Kakono power project gets 96.47bn/- boost

DODOMA: TANZANIA and the French Development Agency (AFD) have signed a complementary financing agreement worth 34.86 million Euro (equivalent to 96.47bn/-) for implementation of the Kakono Hydropower project which upon completion will pump into the national grid about 87.8 Megawatts.

The signing ceremony was held at Dodoma’s Treasury Square between the Permanent Secretary in the Ministry of Finance, Dr Natu Mwamba and AFD Country Director, Ms Celine Robert and witnessed by Deputy Permanent Secretary in the Ministry of Energy, Dr James Mataragio.

The proposed Kakono Hydropower Project which is located approximately 90 kilometres West of Bukoba Municipality in the Northwest corner of Tanzania, along the Kagera River will be implemented by the Ministry of Energy via the State-owned power utility firm, Tanzania Electric Supply Company Limited (TANESCO).

At the signing ceremony yesterday, the AFD Country Director said that the Grant agreement was delegated by the European Union (EU).

“This financing will support implementation of the Environmental and Social Management Plan as well as the infrastructures associated with the 87.8 MW Kakono Hydropower Plant located in Kagera Region, in the northern part of Tanzania,’’ she said.

According to Ms Robert, TANESCO had already benefited from a 281 million US dollar loan from both the French Development Agency and the African Development Bank (AfDB).

Speaking immediately after sealing the deal, the Permanent Secretary in the Ministry of Finance said that the objective of the project was to increase ongrid energy production using least cost source which is hydro, to address the electricity deficits in northwestern Tanzania.

“The development of Kakono Hydro Power Plant (HPP) will replace the use of fossil fuels in North western corner of Tanzania in the Lake Zone, where costly diesel power generators are often used to either supplement the grid supply or improve the quality of supply to avoid prolonged blackouts,’’ she said.

Dr Mwamba further noted: “I am glad to remind that this project is co-financed by three Development Partners who are AFD (Euro 110 million equivalent to about 304.37bn/-), African Development Bank (USD 161.47 million equivalent to about 413.95bn/-) and European Union (Euro 34.86 million, equivalent to 96.47bn/- to be supervised by AFD).

The Kakono Hydropower Project is in line with the Third Five-Year Development Plan (FYDP III) with the theme ‘Building a Competitive and Industrial Economy for Human Development through improving productive infrastructures, reliable access to energy, strengthening the business and investment enabling environment as well as education and training systems.’

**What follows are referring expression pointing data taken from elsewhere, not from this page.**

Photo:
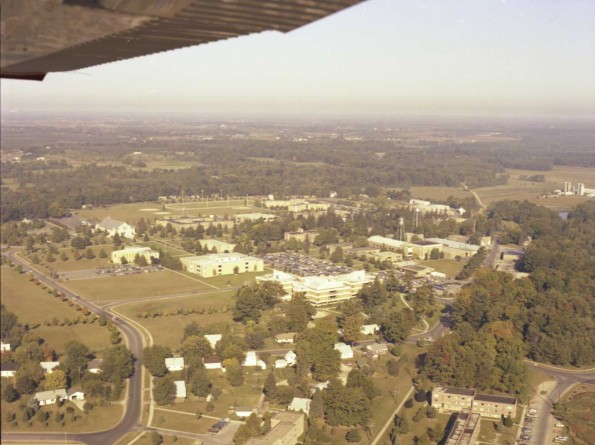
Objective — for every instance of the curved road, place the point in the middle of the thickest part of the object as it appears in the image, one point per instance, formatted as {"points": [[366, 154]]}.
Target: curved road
{"points": [[134, 339]]}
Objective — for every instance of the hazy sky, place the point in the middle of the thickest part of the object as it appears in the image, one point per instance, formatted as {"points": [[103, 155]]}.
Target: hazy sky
{"points": [[379, 58]]}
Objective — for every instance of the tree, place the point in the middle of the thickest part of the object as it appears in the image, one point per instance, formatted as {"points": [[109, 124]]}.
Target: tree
{"points": [[353, 436], [233, 372], [77, 357], [117, 363], [270, 386], [250, 428], [9, 393], [154, 359], [55, 380], [299, 312], [164, 391]]}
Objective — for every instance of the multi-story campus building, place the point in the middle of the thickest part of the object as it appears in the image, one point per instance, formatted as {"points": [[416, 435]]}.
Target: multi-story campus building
{"points": [[320, 290], [456, 399], [130, 253], [221, 264]]}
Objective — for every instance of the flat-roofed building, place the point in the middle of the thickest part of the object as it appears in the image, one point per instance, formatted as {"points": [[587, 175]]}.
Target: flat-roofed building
{"points": [[301, 235], [221, 264], [130, 253], [423, 249], [320, 290], [266, 217], [465, 429], [287, 427], [218, 246], [495, 406], [455, 399], [445, 398]]}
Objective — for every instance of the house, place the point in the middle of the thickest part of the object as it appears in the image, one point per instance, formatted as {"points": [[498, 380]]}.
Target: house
{"points": [[243, 411], [300, 404], [212, 362], [213, 339], [288, 337], [8, 369], [94, 366], [174, 363], [180, 389], [75, 394], [286, 429], [281, 363], [290, 357], [251, 359], [50, 397], [345, 350], [375, 350], [113, 226], [130, 254], [369, 329], [48, 367], [217, 264]]}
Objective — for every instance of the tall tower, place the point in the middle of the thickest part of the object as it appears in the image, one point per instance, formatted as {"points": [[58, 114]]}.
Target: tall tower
{"points": [[401, 229]]}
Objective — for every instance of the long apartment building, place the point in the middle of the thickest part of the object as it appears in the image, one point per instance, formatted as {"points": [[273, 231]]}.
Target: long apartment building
{"points": [[457, 399], [221, 264], [320, 290], [465, 429]]}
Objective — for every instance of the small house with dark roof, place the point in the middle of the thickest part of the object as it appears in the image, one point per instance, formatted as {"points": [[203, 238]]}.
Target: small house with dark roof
{"points": [[8, 369]]}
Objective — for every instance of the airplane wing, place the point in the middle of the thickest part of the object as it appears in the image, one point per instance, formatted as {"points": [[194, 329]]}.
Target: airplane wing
{"points": [[43, 36]]}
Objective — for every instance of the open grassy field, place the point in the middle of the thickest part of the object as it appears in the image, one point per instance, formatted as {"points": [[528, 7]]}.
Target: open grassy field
{"points": [[83, 263], [100, 418], [29, 302], [127, 287], [518, 189], [438, 193], [168, 331]]}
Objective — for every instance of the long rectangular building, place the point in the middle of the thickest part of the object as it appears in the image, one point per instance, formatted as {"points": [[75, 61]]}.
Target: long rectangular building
{"points": [[221, 264], [320, 290]]}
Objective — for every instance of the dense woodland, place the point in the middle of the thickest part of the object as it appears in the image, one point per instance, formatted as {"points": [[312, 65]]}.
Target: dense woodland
{"points": [[548, 317]]}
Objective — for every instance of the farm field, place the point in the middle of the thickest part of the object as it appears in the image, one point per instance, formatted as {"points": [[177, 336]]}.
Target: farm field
{"points": [[128, 287], [518, 189]]}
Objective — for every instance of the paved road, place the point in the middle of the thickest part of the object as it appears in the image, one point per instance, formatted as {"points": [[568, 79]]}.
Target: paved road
{"points": [[131, 418], [544, 403]]}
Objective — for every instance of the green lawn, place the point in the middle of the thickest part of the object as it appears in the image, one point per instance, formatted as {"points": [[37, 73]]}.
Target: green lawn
{"points": [[135, 286], [100, 418], [168, 330], [29, 302]]}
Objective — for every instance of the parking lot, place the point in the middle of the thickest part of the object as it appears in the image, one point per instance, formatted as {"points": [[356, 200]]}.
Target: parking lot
{"points": [[115, 270], [302, 265]]}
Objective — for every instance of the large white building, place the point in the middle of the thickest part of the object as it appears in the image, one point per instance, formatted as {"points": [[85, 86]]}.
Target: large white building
{"points": [[222, 264], [320, 290], [113, 226], [218, 246], [130, 254]]}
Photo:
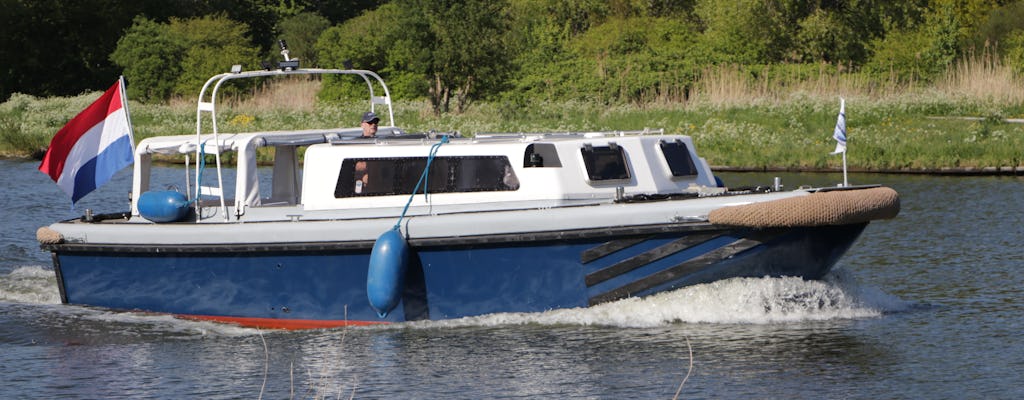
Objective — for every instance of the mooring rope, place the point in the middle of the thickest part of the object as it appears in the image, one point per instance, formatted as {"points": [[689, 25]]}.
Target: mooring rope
{"points": [[423, 181]]}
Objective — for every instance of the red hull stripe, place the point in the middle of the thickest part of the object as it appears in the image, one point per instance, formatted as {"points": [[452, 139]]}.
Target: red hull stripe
{"points": [[275, 323]]}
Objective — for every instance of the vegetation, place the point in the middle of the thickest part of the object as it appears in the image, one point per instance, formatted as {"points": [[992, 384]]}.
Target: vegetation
{"points": [[756, 82]]}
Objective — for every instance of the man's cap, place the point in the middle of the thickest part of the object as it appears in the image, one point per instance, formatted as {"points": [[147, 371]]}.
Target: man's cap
{"points": [[370, 117]]}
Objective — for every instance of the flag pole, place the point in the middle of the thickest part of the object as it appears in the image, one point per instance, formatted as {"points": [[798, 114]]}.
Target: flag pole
{"points": [[846, 182]]}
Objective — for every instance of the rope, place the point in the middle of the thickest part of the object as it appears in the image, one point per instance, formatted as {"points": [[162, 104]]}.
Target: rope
{"points": [[423, 180]]}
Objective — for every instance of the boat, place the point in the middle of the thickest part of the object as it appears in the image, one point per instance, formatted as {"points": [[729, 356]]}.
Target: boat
{"points": [[347, 230]]}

“I am grateful that the energy sector is among the top priorities of AFD and the European Union. The project is also well aligned with the current AfDB’s Country Strategy Paper (2021-2025) for Tanzania and operational priorities (commonly known as High Fives), which are five and the power sector being the number one,’’ added Dr Mwamba.

The PS further clarified that apart from the electricity supply to consumers, the project will create employment opportunities.

“It is expected that about 1,000 temporary jobs will be created during the implementation phase in addition to 100 permanent jobs during the operation phase and this will boost the economy of the local people at project area to improve their lives.’’

Dr Mwamba re-affirmed the government’s commitment to continue working closely with AFD and other Development Partners to strengthen development cooperation for development of the people.

“With strong relationships, we shall be able to achieve our national and international development aspirations. Further, be reassured that the government will take all necessary measures to ensure successful implementation of this project and achievement of its intended development objective,” he said.

Speaking at the event, the Deputy Permanent Secretary in the Ministry of Energy said that preparations for compensating residents surrounding the project were on top gear and that procedures to obtain the consultant of the project were equally ongoing.

“We in the ministry appreciate the technical and financial support that we have been continuously receiving from AFD,’’ said Dr Mataragio.